How do you graph #g(x) = -2sin(pix+pi/3)#?

#y = Asin(Bx+C)#

(or, in some treatments #y = Asin(Bx-C)# for the method advocated in this answer, it doesn't matter.)

We know that sine takes on values between #-1# and #1#, so when we multiply after finding sine that will change the range of values.

The amplitude reflects this fact and is equal to #absA#

For the basic sine graph, #y = sinx#, we often think of this as starting the first cycle when we take the sine of 0 and finishing when we take the sine of #2pi#. The period of the basic function is #2 pi#.

The period of #y = Asin(Bx+C)# is #(2pi)/B" "# (Multiplying by #B# changes the scale on the #x# axis.)

Phase shift (or Horizontal Shift) tells us where we "start the first period" it tells us when we take the sine of 0.

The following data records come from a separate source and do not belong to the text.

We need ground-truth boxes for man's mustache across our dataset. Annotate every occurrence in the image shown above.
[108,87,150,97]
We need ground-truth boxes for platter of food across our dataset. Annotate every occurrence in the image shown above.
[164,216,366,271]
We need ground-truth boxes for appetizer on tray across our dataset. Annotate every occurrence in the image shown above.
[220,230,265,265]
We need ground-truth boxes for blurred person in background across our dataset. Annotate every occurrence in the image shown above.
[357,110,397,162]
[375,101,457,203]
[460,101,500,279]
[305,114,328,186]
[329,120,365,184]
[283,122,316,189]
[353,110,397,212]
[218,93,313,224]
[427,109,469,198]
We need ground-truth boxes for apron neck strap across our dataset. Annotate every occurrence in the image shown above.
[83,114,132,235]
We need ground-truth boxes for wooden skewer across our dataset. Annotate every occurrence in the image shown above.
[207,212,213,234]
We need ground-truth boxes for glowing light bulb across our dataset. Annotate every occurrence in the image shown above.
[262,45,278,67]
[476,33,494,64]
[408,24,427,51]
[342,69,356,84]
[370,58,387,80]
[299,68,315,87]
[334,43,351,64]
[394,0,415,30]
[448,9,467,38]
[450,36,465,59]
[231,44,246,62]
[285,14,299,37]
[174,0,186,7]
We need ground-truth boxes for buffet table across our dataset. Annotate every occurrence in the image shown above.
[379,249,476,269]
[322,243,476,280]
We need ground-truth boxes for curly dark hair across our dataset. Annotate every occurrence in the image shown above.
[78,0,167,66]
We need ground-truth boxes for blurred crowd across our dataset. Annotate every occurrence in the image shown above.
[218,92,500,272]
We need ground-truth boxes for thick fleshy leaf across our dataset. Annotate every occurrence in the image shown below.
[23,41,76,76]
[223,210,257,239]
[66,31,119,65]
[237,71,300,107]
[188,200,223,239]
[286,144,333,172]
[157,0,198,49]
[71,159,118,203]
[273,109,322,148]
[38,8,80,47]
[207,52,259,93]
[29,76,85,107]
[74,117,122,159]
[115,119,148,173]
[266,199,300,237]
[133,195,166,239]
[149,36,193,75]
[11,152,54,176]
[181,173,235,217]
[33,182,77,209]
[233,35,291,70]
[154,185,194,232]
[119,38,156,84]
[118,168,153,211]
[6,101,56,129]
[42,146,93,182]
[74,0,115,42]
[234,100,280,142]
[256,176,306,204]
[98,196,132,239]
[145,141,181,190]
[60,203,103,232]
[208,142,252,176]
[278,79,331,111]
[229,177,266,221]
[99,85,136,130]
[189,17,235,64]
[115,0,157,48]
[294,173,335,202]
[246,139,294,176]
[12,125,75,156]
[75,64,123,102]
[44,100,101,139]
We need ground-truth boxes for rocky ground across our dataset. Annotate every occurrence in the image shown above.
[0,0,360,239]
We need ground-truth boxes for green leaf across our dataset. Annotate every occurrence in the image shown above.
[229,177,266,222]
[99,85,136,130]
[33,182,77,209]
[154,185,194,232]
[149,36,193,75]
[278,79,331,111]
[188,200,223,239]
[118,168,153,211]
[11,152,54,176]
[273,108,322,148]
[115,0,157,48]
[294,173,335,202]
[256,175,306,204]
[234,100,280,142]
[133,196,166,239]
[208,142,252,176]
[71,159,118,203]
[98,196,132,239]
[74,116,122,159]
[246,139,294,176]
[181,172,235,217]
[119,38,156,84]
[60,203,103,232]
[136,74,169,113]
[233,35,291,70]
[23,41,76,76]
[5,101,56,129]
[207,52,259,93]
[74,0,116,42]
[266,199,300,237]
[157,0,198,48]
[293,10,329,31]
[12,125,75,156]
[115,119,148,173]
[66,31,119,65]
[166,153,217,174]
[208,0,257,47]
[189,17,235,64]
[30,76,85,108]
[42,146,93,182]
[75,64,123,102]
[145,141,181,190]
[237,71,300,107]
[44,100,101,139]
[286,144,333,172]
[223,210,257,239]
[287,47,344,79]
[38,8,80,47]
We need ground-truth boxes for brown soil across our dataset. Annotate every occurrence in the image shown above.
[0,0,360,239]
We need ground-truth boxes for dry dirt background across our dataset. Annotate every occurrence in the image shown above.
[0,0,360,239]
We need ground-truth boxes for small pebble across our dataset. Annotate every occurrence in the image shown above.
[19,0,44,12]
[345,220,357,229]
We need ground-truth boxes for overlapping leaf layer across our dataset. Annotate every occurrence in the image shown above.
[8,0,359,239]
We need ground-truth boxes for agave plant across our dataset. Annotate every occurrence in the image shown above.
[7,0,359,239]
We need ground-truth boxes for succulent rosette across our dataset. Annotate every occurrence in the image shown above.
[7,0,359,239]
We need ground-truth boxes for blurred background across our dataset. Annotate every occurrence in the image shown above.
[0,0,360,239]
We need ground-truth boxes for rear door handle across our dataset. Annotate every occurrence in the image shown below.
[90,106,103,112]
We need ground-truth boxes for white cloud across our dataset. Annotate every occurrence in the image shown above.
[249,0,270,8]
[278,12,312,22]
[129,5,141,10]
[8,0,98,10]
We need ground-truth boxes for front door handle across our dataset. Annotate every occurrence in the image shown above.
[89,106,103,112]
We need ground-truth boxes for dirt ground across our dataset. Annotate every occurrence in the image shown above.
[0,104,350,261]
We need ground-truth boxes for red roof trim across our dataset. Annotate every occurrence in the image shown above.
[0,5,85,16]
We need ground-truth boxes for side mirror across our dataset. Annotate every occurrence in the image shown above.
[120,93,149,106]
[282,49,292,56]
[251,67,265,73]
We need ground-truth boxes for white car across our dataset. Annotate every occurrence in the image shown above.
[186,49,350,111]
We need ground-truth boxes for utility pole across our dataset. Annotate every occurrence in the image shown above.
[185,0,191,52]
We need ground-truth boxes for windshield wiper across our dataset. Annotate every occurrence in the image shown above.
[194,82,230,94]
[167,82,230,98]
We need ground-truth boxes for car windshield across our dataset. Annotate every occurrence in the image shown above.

To find the shift, solve #Bx+C = 0#
(Or #Bx-C=0# depandng on your textbook.)

So here we go:

For #g(x) = -2sin(pix+pi/3)#,

We have Amplitude = #2" "#
(The minus sign will flip the graph across the #x# axis.)

Period is #(2pi)/pi = 2#

Phase Shift is the solution to #pix+pi/3 = 0#,

it is #-1/3#

The graph starts on the #x# axis at #x = -1/3#, then decreases to a minimum of #-2#, back up to and through the #x# axis, up to a maximum of #2#, before returning to the #x# axis. Then repeat the pattern as required.

Here is one period:

graph{y = -2sin(pix+pi/3) *(sqrt(1-(x-2/3)^2))/(sqrt(1-(x-2/3)^2)) [-4.177, 5.69, -2.59, 2.343]

Note

Another way of finding the period is to find the beginning of the first cycle (phase shift) by solving #Bx+C = 0# as before, and the find the end of the cycle by solving #Bx+C = 2pi#

The period is the difference between the end and the beginning. If you go through the algebra, you'll see that the difference is #(2pi)/B#